By Peter Ssebulime
Unwanted Witness-Uganda, a Human Rights Organization is deeply concerned by the repetitive threats being issued by different security agencies targeting dissenting opinions on the Internet following the arrest and torture of Hon. Robert Kyagulyanyi and 33 opposition politicians ahead of a by-election in Arua district, North Western region of Uganda.
In a space of only two days, the state’s security machinery has turned guns to Internet users announcing a crackdown on dissenting voices online under the guise of curbing hate messages.
On Saturday 25th August 2018, a joint press conference was conducted by security chiefs including Inspector general of police Martin Okoth Ochola, Chief of Defense Forces Gen. David Muhoozi, and the commissioner General of Prisons Dr. Johnson Byabashaija vowed to prosecute Online users using the computer Misuse Act 2011. The same threats were re-echoed in a statement issued by police on 26th August 2018.
“Such threats by security agencies are undemocratic, unconstitutional and violate internet freedoms as they are meant to instil fear among Internet users who have in the past weeks used the platform for a common cause,” said Dorothy Mukasa, Chief Executive Officer, the Unwanted Witness Uganda.
She noted that the state has persistently exhibited disrespect for Internet freedom in Uganda through application of repressive cyber laws to criminalize any dissenting opinion, a practice that violates National, regional and International human rights standards.
Article 29 (a) of the 1995 constitution of the Republic of Uganda guarantees citizens’ right to freedom of speech and expression, including freedom of the press and other media.
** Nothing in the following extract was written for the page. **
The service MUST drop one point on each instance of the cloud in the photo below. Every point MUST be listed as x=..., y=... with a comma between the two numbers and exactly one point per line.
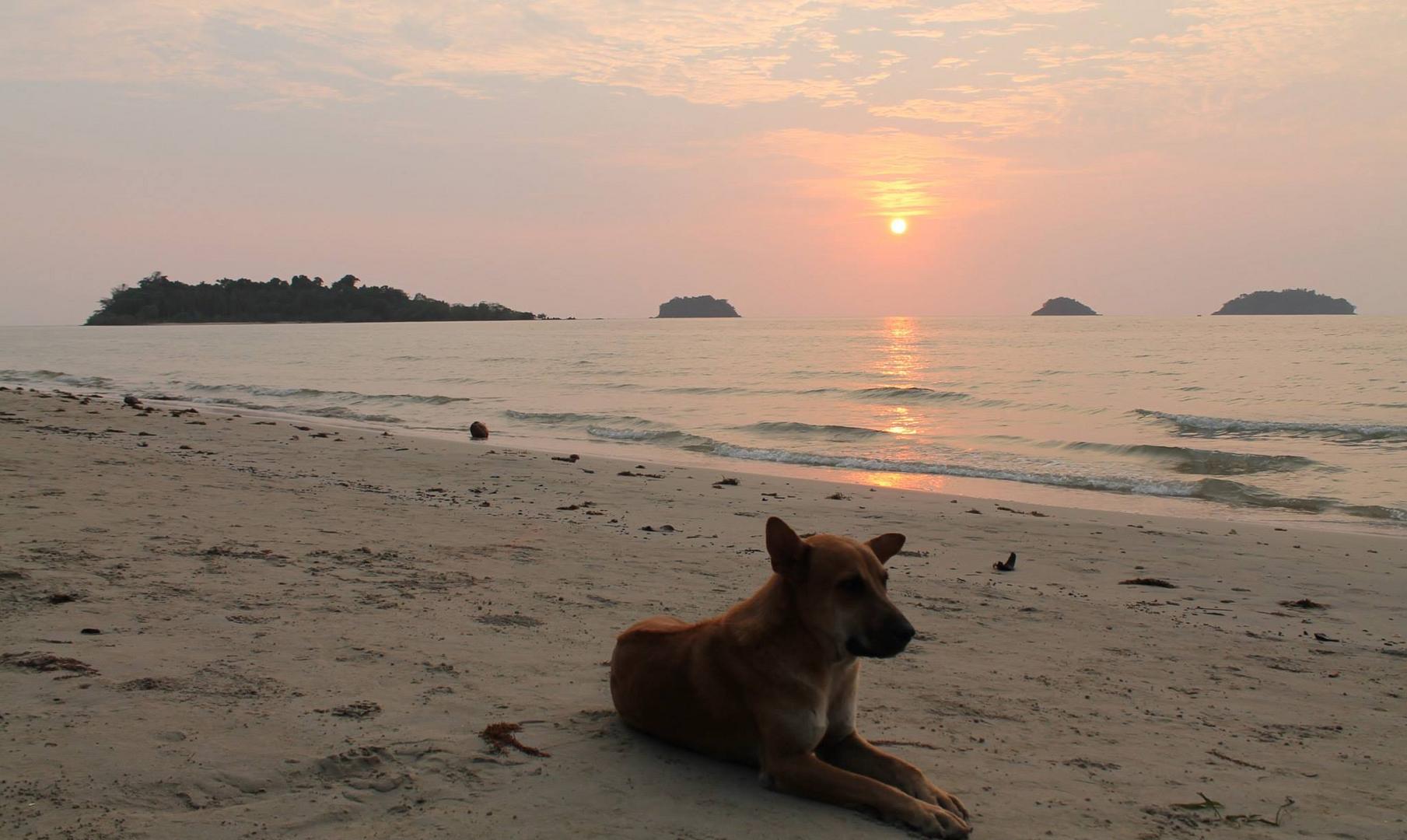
x=883, y=172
This is further reaffirmed by Article 19 of the Universal Declaration of Human Rights and the International Covenant on Civil and Political Rights, stipulating that “everyone has a right to hold opinions without interference, and to seek, receive and impart information and ideas of all kinds through any media and regardless of frontiers.”
In the past two weeks Ugandans particularly the youths in Uganda, East Africa and other parts of the world were visibly active online under the #FreeBobiWine campaign, calling for the release of jailed and tortured political prisoners in Uganda, this has been the highly trending hash tag in the history of internet use in Uganda.
However Ugandan security agencies particularly the police are known in the past for creating different cyber units used for cracking down on freedom of speech online. In 2017 Unwanted Witness documented over 25 Ugandans who were either arrested, kidnapped or interrogated by police for their online expression. These included, journalists, academia, artists, activists and serving army officers among others.
Unwanted Witness therefore calls upon the constitutional court to expedite the process of determining the numerous constitutional petitions challenging Uganda’s repressive cyber laws including section 25 of the Computer Misuse Act, 2011 as filed in 2017.